So we've been hearing about AI agents that can do complex tasks for years. But here's the thing - ChatGPT can write you a perfect email about booking a flight, but ask it to actually book the flight on United's website? It gets confused by the cookie banner and gives up.
I tried this myself last month. Asked Claude to help me book a rental car on Budget's shitty website. It spent 20 minutes explaining what I should click, but couldn't actually do any of the clicking. Hit the first CAPTCHA and basically said "I can see there's a reCAPTCHA but I can't interact with it, you're on your own here." Same error every AI hits - they can see the DOM but can't actually manipulate it.
The solution everyone's betting on is building these massive virtual environments where AI agents practice using real websites. Think of it like a driving range, but for clicking buttons. You simulate Chrome, drop an AI in there, and let it fail at ordering pizza a million times until it figures it out.
The compute costs are brutal though.

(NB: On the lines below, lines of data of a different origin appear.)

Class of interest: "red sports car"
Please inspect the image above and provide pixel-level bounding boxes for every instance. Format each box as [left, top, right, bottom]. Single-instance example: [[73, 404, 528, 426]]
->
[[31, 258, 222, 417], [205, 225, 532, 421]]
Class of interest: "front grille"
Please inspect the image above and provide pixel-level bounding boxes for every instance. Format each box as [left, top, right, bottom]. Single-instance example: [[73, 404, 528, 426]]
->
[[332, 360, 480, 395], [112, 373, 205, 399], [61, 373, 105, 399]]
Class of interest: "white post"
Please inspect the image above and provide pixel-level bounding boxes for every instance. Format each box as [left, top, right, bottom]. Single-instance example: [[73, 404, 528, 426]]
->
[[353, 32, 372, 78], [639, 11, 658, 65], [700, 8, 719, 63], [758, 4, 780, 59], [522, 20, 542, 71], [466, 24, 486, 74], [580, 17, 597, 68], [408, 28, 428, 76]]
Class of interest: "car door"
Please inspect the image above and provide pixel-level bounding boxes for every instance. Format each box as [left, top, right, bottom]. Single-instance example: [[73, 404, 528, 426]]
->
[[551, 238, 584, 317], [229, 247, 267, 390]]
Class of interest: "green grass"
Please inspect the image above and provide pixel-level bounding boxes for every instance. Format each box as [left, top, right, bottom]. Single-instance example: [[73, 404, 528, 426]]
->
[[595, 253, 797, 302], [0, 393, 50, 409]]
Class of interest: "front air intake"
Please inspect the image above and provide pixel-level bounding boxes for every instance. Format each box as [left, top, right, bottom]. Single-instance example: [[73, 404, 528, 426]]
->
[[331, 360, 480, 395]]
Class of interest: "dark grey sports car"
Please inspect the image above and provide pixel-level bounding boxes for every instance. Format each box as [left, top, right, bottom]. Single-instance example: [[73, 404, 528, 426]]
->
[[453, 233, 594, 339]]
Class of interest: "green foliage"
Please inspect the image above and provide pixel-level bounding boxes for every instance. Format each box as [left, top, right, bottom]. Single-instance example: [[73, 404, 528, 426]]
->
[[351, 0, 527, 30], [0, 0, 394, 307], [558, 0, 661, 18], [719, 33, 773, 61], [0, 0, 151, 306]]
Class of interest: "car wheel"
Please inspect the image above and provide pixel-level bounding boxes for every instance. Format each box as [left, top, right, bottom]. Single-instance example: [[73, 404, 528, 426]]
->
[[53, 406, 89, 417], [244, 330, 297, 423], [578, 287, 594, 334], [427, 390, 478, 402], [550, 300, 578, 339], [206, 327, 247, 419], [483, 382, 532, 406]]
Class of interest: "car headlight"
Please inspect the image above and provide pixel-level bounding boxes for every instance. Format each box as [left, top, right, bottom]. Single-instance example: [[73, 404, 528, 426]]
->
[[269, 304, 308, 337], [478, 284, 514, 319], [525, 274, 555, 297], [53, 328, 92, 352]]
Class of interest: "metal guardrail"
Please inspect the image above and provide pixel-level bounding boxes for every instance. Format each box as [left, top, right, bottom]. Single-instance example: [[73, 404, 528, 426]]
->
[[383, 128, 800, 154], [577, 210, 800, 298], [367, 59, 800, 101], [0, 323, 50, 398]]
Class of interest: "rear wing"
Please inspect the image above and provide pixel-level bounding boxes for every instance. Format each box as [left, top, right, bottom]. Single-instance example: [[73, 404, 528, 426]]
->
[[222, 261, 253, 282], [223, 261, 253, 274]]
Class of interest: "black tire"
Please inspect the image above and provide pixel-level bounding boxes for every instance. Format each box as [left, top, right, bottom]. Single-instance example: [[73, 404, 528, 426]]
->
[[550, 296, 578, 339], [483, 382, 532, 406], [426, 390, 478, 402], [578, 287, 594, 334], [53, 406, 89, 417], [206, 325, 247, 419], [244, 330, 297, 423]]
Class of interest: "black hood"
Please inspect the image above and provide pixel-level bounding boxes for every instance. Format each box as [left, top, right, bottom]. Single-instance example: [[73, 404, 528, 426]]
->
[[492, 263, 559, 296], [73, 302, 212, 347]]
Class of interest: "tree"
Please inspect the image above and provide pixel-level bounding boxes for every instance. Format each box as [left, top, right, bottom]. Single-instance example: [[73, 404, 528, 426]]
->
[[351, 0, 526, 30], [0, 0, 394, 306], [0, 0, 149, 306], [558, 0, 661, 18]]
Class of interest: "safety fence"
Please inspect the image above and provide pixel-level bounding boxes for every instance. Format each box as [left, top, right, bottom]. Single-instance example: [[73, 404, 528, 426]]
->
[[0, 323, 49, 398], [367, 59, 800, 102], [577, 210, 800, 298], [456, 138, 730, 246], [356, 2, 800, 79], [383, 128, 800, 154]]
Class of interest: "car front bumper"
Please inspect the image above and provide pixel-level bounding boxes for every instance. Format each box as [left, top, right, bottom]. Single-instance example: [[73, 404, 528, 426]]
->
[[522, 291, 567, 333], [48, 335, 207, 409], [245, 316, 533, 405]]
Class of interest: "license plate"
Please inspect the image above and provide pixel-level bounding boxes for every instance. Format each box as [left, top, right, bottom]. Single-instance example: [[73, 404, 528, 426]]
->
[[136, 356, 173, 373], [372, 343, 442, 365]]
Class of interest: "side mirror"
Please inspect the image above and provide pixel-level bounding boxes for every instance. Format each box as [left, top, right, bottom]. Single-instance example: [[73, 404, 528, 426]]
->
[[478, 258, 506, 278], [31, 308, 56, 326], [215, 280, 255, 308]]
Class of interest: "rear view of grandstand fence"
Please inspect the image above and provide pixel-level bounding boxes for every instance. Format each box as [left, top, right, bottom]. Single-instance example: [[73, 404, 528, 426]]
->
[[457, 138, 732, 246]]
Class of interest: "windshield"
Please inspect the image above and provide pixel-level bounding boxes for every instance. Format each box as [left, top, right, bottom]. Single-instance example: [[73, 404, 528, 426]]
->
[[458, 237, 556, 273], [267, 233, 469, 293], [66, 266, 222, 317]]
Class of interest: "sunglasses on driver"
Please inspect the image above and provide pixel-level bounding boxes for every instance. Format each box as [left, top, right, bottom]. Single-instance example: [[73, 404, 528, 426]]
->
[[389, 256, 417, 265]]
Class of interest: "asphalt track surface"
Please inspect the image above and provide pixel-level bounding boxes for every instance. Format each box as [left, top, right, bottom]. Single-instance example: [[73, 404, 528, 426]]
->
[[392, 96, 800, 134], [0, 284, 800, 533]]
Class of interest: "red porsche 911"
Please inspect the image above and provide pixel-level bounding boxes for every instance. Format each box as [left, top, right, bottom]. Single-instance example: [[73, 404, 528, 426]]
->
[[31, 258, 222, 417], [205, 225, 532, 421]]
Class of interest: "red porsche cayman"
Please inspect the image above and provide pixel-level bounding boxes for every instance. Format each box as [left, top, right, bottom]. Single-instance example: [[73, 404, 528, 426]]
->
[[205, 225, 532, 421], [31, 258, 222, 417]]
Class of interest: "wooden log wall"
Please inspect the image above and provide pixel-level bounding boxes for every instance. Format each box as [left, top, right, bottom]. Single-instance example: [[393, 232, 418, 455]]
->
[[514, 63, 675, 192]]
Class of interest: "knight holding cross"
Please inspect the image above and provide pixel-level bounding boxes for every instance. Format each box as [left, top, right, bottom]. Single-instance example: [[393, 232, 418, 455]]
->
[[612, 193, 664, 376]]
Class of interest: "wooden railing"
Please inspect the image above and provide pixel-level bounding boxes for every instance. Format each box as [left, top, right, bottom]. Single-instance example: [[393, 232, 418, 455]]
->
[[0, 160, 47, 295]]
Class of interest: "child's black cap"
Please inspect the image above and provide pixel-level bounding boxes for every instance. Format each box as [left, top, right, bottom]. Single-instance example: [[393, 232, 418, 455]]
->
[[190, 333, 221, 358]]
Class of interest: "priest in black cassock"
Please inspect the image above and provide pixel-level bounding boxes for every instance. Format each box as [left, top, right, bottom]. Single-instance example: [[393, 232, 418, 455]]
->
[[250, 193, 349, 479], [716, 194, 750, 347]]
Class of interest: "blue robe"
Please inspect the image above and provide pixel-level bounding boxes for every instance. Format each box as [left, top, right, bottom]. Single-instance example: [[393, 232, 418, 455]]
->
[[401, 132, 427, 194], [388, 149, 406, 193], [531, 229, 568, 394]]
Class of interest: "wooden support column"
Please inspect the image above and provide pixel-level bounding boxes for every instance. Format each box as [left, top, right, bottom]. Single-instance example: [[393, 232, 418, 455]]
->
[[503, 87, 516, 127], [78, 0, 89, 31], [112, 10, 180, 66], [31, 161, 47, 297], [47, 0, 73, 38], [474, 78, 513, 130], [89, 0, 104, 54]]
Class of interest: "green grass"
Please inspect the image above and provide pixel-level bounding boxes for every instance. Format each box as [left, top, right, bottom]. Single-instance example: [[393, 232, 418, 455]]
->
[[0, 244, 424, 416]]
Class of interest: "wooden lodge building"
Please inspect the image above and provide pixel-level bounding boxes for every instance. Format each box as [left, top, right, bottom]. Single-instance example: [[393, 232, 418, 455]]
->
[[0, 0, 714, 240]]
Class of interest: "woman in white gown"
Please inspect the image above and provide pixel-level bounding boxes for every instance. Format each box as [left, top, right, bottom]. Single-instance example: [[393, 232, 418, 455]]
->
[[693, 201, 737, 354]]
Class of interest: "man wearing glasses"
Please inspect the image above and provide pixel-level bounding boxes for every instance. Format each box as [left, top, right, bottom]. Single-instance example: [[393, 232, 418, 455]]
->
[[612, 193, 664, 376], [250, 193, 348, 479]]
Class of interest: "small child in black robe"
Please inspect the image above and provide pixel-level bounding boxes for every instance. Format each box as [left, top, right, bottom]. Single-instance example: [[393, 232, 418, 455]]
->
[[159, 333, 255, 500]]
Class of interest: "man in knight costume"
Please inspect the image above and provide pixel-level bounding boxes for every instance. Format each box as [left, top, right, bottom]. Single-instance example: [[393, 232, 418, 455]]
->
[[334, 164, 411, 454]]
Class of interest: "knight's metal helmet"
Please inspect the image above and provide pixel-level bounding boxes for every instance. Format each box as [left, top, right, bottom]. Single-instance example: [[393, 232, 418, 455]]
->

Normal AI training just reads text files - this needs to simulate entire browser sessions. I've seen the bills - running thousands of browser instances for AI training gets expensive fast. We're talking enterprise-grade compute just to teach AI how to click through a shopping cart.

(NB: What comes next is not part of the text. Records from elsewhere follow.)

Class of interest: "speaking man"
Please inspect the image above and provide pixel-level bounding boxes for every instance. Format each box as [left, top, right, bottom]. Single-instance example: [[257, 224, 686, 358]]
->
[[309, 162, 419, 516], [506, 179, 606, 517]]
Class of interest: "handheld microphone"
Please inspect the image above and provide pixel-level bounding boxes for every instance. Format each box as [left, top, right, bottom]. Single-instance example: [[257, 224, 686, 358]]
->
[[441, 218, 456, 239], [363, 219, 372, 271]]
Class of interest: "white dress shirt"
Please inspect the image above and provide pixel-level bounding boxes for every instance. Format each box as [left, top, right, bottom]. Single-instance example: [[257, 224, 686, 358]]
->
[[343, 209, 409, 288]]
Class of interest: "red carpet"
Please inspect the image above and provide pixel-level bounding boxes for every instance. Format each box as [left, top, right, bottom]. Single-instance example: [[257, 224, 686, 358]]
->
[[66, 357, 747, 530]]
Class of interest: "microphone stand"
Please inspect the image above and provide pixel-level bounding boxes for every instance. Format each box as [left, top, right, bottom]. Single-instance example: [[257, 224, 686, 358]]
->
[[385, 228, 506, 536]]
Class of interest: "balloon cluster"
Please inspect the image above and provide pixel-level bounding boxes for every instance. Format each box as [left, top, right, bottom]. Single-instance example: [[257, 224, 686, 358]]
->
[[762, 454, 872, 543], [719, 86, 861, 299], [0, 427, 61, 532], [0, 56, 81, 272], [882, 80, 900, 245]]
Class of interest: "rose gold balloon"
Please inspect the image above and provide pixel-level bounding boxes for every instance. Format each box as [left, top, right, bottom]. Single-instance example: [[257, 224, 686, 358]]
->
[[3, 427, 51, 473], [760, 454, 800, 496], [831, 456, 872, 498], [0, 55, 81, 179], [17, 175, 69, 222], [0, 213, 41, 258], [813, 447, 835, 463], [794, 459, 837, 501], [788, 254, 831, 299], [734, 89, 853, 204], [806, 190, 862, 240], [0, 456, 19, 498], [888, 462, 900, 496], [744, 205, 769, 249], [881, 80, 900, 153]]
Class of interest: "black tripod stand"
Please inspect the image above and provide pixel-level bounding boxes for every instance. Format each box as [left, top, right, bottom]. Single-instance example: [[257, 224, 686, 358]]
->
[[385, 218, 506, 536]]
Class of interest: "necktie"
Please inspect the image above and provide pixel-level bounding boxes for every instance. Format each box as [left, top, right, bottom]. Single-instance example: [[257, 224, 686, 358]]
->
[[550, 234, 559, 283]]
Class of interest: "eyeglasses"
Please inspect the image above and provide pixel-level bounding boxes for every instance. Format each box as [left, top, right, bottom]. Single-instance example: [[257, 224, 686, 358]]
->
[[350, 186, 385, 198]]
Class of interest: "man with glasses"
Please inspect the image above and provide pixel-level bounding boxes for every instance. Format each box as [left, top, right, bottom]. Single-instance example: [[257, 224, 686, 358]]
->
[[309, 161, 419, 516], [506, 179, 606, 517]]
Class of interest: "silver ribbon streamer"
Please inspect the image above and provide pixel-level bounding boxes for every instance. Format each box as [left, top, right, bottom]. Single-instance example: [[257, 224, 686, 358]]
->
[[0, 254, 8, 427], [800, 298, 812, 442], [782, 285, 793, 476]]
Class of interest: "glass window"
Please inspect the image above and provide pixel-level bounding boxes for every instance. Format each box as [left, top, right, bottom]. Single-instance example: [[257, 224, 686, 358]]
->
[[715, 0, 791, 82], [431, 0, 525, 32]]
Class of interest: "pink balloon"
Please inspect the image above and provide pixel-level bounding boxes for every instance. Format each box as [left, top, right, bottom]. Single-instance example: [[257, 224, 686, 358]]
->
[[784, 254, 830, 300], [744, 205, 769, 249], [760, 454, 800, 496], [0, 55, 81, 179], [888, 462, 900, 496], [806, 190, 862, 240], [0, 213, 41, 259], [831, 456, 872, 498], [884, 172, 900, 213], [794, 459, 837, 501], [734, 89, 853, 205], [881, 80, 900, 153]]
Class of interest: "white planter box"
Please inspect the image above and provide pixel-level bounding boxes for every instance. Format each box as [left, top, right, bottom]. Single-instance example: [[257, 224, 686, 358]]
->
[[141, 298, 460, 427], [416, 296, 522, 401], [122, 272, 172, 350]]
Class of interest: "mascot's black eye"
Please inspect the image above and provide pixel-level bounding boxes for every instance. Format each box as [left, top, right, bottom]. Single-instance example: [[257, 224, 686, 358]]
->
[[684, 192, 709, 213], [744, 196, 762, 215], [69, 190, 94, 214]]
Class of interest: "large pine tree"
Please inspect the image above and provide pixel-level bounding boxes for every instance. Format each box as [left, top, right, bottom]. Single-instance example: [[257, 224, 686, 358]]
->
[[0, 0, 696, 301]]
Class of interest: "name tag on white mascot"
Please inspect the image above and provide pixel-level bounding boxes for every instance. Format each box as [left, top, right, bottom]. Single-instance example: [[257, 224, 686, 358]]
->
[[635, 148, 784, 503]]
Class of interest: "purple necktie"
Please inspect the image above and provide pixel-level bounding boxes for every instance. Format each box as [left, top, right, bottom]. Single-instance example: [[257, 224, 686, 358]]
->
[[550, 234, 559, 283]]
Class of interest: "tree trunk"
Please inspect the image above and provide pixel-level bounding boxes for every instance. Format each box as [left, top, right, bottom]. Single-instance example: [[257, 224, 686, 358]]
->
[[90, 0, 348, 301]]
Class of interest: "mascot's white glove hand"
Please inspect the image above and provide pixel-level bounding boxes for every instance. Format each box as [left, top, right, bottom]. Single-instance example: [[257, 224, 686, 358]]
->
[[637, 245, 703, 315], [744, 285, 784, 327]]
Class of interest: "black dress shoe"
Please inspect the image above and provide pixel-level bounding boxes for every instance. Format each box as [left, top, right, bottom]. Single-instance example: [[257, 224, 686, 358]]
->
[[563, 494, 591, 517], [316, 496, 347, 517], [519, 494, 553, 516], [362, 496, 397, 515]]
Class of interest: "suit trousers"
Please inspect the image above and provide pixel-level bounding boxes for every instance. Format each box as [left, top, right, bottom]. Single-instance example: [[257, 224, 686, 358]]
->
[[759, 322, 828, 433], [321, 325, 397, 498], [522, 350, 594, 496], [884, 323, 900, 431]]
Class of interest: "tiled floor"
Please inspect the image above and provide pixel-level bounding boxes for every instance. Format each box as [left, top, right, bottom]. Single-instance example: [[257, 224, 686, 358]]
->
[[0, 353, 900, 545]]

The funding numbers being thrown around are insane. Companies are raising huge rounds specifically for this kind of training infrastructure. The exact amounts are usually kept private, but we're definitely talking hundreds of millions across the whole space.
The timing makes sense. Everyone knows just feeding models more text isn't working like it used to. The scaling laws are getting weird. So now the bet is that teaching AI to actually use computers will be the breakthrough. But honestly? I've seen this pattern before - the next big thing always costs way more and does way less than anyone expects.